Meanwhile, licensing revenues are expected to be flat this year, as growth in global product licenses is offset by the planned termination and downsizing of Japanese non-apparel licences.
The firm said that the phasing of revenue and investment is expected to lead to lower operating margins in retail and wholesale in the first half of this year (ending September 2012). For the full year 2012/13 though, it expects "modest improvement" in margin.
REINVESTING FOR THE FUTURE A net 15 mainline stores are planned for the current year and capital expenditure should increase from £153m to £180-200m as retail space is expected to grow by 12-14%. Analysts at brokerage Nomura said this morning that it would maintain its current-year forecasts following the statement and reiterated its buy recommendation for the stock. "Strong returns and pricing power give [Burberry the] confidence to accelerate investment," they said.

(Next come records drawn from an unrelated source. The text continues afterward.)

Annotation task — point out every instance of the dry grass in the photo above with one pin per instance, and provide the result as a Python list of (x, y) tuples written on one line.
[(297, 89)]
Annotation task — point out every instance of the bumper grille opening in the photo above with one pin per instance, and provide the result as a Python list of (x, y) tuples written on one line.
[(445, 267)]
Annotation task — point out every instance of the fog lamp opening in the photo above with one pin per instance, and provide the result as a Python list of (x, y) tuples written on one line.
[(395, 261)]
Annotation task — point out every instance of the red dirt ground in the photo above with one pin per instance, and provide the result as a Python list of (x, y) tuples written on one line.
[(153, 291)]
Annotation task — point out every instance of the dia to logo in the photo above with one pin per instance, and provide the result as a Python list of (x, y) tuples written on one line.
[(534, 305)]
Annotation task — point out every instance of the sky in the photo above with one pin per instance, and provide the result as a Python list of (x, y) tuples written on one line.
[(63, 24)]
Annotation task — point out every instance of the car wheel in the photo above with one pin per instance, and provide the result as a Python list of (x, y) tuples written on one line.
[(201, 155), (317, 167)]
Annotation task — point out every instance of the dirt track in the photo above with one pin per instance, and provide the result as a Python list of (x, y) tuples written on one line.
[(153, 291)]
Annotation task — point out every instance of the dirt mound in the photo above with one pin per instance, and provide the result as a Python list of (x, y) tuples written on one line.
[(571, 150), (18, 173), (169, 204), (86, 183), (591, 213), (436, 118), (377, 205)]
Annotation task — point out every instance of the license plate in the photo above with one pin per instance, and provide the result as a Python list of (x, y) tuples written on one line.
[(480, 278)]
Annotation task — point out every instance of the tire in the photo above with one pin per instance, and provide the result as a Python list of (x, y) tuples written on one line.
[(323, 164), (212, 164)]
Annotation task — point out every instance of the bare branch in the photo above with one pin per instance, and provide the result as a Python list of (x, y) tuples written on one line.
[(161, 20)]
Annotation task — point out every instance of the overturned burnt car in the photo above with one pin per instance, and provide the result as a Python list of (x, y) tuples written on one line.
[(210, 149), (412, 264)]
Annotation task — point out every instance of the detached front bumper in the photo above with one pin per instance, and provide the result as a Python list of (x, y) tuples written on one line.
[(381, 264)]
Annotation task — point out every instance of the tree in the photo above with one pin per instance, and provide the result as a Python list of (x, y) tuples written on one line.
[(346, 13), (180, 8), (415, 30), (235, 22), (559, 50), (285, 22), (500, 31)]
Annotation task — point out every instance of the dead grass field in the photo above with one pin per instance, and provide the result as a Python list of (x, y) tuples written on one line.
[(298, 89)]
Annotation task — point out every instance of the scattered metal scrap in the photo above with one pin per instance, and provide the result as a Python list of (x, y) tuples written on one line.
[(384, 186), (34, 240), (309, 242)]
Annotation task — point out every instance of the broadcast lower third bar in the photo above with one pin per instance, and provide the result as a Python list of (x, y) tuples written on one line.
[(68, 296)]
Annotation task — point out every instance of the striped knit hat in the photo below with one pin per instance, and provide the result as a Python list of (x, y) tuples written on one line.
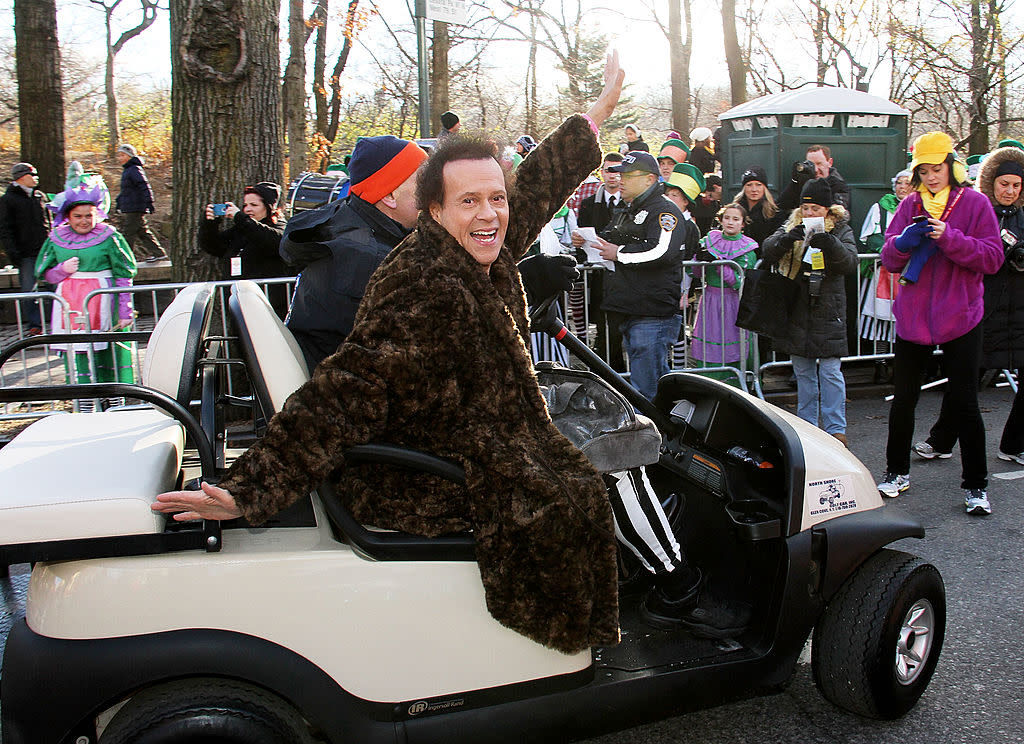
[(380, 165)]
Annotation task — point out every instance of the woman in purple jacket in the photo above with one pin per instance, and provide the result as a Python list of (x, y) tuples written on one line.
[(943, 238)]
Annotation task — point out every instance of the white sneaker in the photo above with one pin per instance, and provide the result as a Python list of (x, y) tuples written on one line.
[(976, 502), (927, 451), (893, 484), (1019, 457)]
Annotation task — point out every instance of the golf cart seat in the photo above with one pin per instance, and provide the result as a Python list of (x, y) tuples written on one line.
[(114, 463)]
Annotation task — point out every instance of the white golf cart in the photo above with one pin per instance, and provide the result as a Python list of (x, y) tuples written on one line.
[(315, 628)]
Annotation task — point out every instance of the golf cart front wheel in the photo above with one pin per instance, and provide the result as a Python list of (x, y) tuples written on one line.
[(879, 640), (206, 710)]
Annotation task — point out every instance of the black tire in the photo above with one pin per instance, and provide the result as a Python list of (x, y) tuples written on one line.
[(856, 649), (206, 710)]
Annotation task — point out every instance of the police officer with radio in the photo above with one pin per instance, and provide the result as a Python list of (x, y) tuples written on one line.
[(645, 241)]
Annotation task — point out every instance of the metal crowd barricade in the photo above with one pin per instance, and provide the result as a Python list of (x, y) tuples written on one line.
[(37, 364)]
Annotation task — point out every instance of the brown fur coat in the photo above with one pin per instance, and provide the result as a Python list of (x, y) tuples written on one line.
[(438, 360)]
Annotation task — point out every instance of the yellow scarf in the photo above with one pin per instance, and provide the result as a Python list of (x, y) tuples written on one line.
[(935, 204)]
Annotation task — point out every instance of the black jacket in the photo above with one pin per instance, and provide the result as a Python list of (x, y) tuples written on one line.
[(337, 248), (25, 222), (257, 243), (648, 271), (136, 194), (790, 198), (817, 324)]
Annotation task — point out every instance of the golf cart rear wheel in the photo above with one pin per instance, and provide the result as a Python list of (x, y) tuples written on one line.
[(878, 642), (206, 710)]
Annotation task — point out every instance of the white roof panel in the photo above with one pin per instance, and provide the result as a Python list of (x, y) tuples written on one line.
[(812, 99)]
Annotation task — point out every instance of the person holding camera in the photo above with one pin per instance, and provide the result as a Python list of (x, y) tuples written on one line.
[(950, 231), (818, 258), (817, 163), (249, 246), (1003, 332)]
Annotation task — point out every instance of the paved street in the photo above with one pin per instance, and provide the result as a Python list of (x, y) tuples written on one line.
[(977, 694)]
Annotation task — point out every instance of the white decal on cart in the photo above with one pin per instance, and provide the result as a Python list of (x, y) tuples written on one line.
[(830, 495)]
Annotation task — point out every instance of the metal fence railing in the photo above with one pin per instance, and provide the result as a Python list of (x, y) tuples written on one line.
[(47, 365)]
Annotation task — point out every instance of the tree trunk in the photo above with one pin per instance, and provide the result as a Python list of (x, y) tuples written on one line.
[(978, 83), (294, 90), (439, 100), (320, 67), (733, 57), (225, 112), (40, 98)]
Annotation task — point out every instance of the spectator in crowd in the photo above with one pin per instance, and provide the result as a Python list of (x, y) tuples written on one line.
[(134, 203), (702, 152), (817, 164), (706, 207), (645, 241), (82, 254), (250, 247), (763, 215), (818, 261), (943, 305), (716, 338), (684, 185), (596, 211), (24, 225), (672, 154), (450, 124), (1003, 330), (475, 402), (878, 285), (634, 140), (338, 246)]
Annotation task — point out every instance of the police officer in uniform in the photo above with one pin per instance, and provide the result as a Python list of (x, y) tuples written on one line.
[(645, 241)]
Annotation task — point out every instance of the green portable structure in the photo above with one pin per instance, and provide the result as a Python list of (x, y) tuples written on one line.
[(866, 135)]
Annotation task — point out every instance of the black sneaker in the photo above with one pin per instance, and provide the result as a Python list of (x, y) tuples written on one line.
[(700, 613)]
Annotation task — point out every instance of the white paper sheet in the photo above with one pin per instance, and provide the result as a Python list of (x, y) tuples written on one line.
[(592, 250)]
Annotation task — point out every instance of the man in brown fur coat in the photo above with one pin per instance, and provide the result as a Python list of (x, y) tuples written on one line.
[(438, 360)]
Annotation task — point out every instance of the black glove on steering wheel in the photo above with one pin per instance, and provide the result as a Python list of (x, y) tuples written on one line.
[(545, 276)]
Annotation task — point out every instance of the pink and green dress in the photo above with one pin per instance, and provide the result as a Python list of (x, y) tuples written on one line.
[(716, 340), (104, 260)]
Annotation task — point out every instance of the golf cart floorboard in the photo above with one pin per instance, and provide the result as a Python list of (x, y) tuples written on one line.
[(644, 649)]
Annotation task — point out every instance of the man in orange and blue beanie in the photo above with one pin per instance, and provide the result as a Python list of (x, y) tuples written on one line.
[(339, 246)]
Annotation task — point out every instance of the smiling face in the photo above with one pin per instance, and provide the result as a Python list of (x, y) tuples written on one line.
[(902, 187), (755, 191), (1007, 189), (935, 176), (732, 222), (475, 211), (82, 218)]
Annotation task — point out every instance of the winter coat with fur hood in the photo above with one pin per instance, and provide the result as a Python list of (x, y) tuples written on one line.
[(817, 325), (438, 359), (1004, 330)]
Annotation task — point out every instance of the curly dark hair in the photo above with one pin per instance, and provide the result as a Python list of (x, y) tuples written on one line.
[(430, 181)]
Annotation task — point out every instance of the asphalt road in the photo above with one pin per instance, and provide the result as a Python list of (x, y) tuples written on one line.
[(977, 694)]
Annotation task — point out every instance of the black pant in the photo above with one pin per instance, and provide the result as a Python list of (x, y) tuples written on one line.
[(962, 360), (943, 434)]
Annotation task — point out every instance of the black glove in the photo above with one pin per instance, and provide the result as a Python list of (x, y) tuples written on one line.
[(819, 241), (545, 276)]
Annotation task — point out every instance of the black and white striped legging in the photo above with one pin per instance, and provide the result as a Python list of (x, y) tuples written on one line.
[(640, 521)]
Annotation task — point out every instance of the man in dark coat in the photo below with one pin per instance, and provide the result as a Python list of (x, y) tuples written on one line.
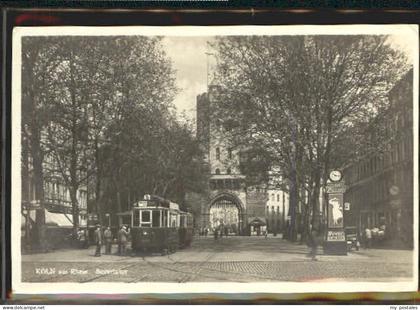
[(314, 239), (98, 240), (122, 240), (108, 240)]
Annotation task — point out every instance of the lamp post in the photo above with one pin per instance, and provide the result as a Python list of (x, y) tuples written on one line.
[(25, 214), (109, 219)]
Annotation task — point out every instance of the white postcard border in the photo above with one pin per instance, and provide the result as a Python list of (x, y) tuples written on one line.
[(19, 287)]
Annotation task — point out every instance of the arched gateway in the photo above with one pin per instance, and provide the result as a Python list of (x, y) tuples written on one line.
[(226, 209)]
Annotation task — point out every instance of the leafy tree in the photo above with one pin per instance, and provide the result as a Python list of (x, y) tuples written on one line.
[(298, 97)]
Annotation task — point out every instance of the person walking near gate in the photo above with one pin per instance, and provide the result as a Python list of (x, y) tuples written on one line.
[(108, 240), (122, 240), (315, 233), (368, 238), (98, 240)]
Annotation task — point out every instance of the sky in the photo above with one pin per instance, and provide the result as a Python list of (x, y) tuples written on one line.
[(189, 59)]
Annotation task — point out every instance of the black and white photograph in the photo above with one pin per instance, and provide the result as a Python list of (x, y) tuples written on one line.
[(244, 159)]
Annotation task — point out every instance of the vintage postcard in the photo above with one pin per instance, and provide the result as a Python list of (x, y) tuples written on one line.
[(242, 159)]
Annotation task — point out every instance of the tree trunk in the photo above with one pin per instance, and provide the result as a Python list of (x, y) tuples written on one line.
[(75, 209), (293, 203), (40, 229)]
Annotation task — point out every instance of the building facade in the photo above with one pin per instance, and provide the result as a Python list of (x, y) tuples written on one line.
[(380, 187), (57, 204), (228, 200)]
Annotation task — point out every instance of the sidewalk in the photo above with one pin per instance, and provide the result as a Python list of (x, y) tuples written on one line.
[(232, 248)]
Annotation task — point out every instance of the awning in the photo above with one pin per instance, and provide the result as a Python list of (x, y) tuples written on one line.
[(51, 219), (58, 219)]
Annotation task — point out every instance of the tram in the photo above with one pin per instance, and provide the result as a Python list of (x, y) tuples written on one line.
[(159, 226)]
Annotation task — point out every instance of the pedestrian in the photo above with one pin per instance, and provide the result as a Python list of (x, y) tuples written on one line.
[(82, 238), (98, 240), (122, 240), (368, 238), (315, 232), (108, 240)]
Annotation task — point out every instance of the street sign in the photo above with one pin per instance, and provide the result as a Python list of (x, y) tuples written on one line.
[(338, 187)]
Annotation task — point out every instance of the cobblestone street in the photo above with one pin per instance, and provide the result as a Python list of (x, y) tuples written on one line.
[(238, 259)]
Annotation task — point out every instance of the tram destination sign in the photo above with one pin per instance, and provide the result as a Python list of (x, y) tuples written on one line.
[(338, 187)]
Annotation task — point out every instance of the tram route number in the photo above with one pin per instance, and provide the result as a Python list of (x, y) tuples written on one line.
[(336, 236)]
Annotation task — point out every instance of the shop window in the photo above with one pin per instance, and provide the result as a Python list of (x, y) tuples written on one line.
[(145, 218)]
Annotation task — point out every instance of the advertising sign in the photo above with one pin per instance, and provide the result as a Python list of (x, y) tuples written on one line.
[(335, 211), (336, 235)]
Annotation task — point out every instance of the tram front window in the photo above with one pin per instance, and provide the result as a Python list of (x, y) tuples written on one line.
[(136, 218), (145, 218), (156, 218)]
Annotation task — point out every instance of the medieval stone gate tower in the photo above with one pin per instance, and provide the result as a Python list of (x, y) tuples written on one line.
[(228, 200)]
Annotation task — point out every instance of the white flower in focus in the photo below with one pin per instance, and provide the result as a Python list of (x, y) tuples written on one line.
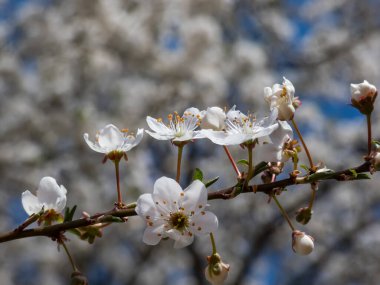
[(214, 119), (281, 96), (241, 128), (281, 145), (362, 91), (302, 243), (175, 213), (216, 271), (110, 139), (50, 196), (179, 129)]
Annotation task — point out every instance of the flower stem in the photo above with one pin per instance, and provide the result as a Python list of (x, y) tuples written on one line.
[(232, 161), (179, 159), (69, 256), (119, 199), (283, 212), (303, 143), (213, 243), (369, 131)]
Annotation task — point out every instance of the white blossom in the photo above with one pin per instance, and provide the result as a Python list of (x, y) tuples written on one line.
[(302, 243), (216, 271), (179, 129), (281, 96), (175, 213), (241, 128), (277, 150), (362, 91), (50, 196), (110, 139), (213, 118)]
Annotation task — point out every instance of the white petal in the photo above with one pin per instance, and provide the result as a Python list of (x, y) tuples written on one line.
[(158, 136), (185, 240), (167, 194), (146, 208), (130, 141), (157, 126), (30, 203), (92, 145), (153, 235), (217, 137), (50, 194), (205, 223), (195, 199), (110, 137)]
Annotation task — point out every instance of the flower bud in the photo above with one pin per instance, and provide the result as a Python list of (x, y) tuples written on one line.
[(214, 119), (216, 271), (303, 215), (363, 96), (77, 278), (302, 243)]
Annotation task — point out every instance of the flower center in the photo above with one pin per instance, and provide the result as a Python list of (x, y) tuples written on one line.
[(179, 221)]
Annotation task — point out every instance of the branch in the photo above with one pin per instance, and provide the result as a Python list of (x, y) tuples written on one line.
[(54, 230)]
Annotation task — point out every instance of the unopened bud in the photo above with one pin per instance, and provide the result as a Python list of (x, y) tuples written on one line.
[(214, 119), (302, 243), (303, 215), (363, 96), (216, 271), (77, 278)]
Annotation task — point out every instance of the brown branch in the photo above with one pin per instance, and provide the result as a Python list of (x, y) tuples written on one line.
[(54, 230)]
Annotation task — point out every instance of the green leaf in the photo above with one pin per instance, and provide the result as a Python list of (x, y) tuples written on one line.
[(243, 161), (305, 167), (212, 181), (69, 214), (260, 167), (198, 174), (354, 173), (361, 176), (321, 175)]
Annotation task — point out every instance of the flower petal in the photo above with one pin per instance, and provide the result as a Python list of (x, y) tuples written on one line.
[(166, 194), (30, 203), (110, 138), (153, 235), (195, 198), (185, 240), (204, 223), (92, 145), (146, 208), (50, 194)]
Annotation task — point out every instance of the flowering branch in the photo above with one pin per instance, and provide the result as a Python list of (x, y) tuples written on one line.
[(53, 230)]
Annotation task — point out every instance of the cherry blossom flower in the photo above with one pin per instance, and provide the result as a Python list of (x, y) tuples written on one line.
[(216, 271), (213, 118), (242, 129), (50, 196), (362, 90), (281, 145), (281, 96), (363, 96), (175, 213), (302, 243), (179, 129), (111, 141)]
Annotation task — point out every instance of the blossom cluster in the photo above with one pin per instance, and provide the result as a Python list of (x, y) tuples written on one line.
[(171, 212)]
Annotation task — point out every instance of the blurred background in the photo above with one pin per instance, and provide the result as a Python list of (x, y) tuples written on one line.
[(70, 67)]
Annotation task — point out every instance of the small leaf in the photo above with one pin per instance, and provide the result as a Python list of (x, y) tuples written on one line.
[(361, 176), (260, 167), (198, 174), (212, 181), (69, 214), (243, 161), (303, 166)]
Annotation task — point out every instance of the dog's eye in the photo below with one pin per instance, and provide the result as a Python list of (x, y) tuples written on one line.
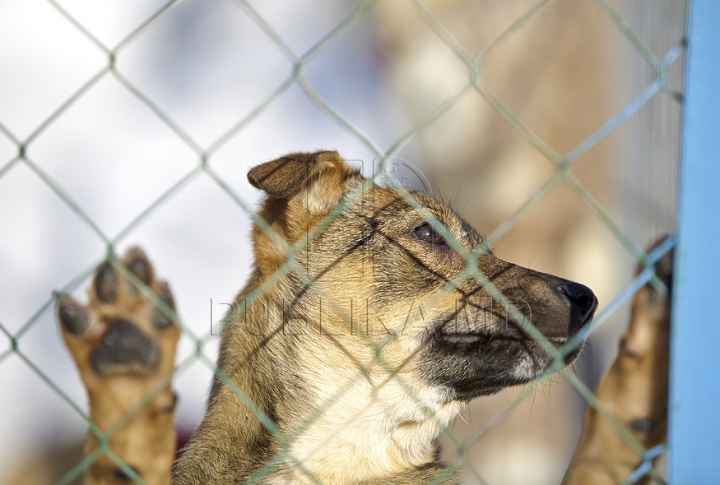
[(428, 234)]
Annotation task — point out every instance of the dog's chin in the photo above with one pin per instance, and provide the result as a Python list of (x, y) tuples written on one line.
[(476, 364)]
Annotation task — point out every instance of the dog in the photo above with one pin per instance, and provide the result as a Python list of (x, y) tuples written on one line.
[(368, 322)]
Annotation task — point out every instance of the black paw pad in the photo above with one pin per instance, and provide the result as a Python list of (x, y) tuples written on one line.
[(72, 317), (160, 320), (124, 348), (106, 283), (643, 425), (140, 267)]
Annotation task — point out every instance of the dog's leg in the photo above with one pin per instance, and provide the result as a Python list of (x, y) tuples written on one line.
[(635, 391), (124, 347)]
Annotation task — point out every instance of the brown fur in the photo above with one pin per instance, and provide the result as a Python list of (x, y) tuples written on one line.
[(359, 356), (356, 357), (635, 391), (124, 348)]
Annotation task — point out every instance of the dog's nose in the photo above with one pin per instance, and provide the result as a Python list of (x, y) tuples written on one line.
[(583, 302)]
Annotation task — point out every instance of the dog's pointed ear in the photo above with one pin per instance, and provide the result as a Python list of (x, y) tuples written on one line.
[(291, 174), (284, 177)]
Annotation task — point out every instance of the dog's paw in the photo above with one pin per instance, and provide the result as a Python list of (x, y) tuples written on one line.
[(123, 343), (121, 330)]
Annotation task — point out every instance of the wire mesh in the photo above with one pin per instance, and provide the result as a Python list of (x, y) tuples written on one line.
[(297, 63)]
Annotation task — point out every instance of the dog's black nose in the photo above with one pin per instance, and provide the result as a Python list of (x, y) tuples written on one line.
[(583, 302)]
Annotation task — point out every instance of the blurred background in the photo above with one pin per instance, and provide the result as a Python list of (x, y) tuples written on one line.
[(136, 121)]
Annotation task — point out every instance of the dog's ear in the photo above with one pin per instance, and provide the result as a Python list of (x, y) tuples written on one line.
[(298, 172)]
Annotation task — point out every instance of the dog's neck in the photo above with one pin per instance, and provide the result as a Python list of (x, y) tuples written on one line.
[(355, 420)]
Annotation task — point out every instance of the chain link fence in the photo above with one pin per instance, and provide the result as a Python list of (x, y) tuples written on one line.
[(306, 72)]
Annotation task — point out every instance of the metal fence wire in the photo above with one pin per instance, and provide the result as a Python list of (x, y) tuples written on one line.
[(297, 64)]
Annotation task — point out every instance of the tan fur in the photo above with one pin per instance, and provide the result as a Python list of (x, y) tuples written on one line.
[(147, 441), (334, 369), (635, 391), (336, 365)]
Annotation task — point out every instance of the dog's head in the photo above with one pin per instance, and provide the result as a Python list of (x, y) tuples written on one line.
[(380, 271)]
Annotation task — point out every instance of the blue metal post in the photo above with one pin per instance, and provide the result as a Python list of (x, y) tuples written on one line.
[(695, 345)]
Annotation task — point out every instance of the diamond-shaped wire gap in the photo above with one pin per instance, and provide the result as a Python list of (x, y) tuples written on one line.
[(8, 149), (6, 348), (536, 75), (646, 176), (477, 26), (334, 75), (34, 416), (301, 24), (354, 77), (55, 59), (630, 34), (111, 21), (45, 245), (291, 123), (205, 64), (112, 155)]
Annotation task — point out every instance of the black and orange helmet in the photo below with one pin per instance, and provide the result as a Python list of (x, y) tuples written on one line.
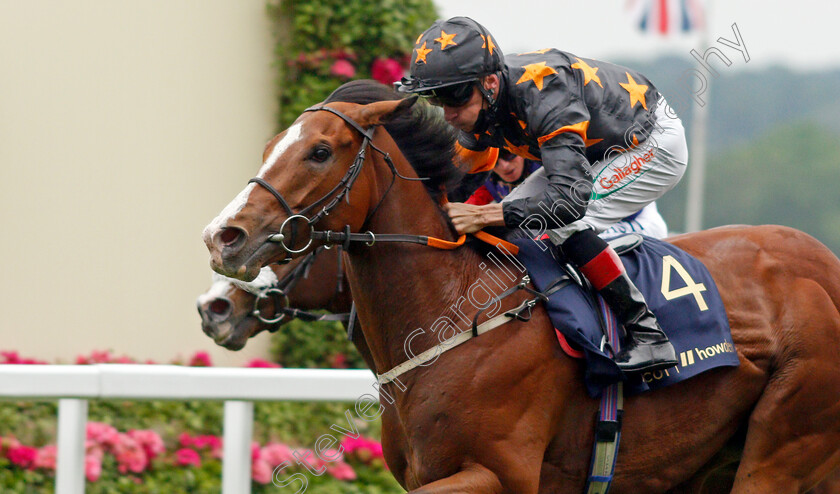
[(455, 51)]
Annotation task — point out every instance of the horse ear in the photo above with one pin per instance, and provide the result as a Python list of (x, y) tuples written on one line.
[(384, 111)]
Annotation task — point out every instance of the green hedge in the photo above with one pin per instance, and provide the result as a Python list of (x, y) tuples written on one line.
[(313, 35)]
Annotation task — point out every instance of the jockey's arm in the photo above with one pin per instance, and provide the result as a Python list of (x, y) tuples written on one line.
[(567, 193)]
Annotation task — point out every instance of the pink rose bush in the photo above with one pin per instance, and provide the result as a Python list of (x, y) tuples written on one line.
[(133, 452)]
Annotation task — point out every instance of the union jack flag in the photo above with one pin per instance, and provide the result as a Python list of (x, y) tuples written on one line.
[(667, 16)]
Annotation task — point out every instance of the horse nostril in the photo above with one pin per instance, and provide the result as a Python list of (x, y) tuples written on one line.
[(219, 306), (230, 236)]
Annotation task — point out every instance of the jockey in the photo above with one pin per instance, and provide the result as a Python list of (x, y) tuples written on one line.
[(511, 170), (607, 145)]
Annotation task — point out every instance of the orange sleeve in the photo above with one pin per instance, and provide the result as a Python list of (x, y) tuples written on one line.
[(475, 161)]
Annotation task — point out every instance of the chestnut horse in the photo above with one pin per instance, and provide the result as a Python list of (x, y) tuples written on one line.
[(281, 292), (507, 411)]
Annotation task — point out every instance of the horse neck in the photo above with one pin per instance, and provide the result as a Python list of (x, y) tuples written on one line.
[(399, 287)]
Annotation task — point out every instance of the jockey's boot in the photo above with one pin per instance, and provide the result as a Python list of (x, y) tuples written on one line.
[(646, 347)]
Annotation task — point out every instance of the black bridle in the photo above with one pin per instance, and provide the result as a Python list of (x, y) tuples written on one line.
[(279, 293), (337, 193)]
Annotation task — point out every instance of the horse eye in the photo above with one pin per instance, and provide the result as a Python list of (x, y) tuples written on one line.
[(321, 154)]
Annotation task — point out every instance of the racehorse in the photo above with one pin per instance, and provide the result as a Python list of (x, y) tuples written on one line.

The full-year dividend was raised from 20p to 25p, slightly ahead of the 24.58p consensus estimate. "While we remain vigilant about the external environment, we will continue to invest in front-end opportunities within our brand, digital and retail strategies, to drive sustained, profitable growth and enduring customer engagement over the long term," said Chief Executive Officer Angela Ahrendts.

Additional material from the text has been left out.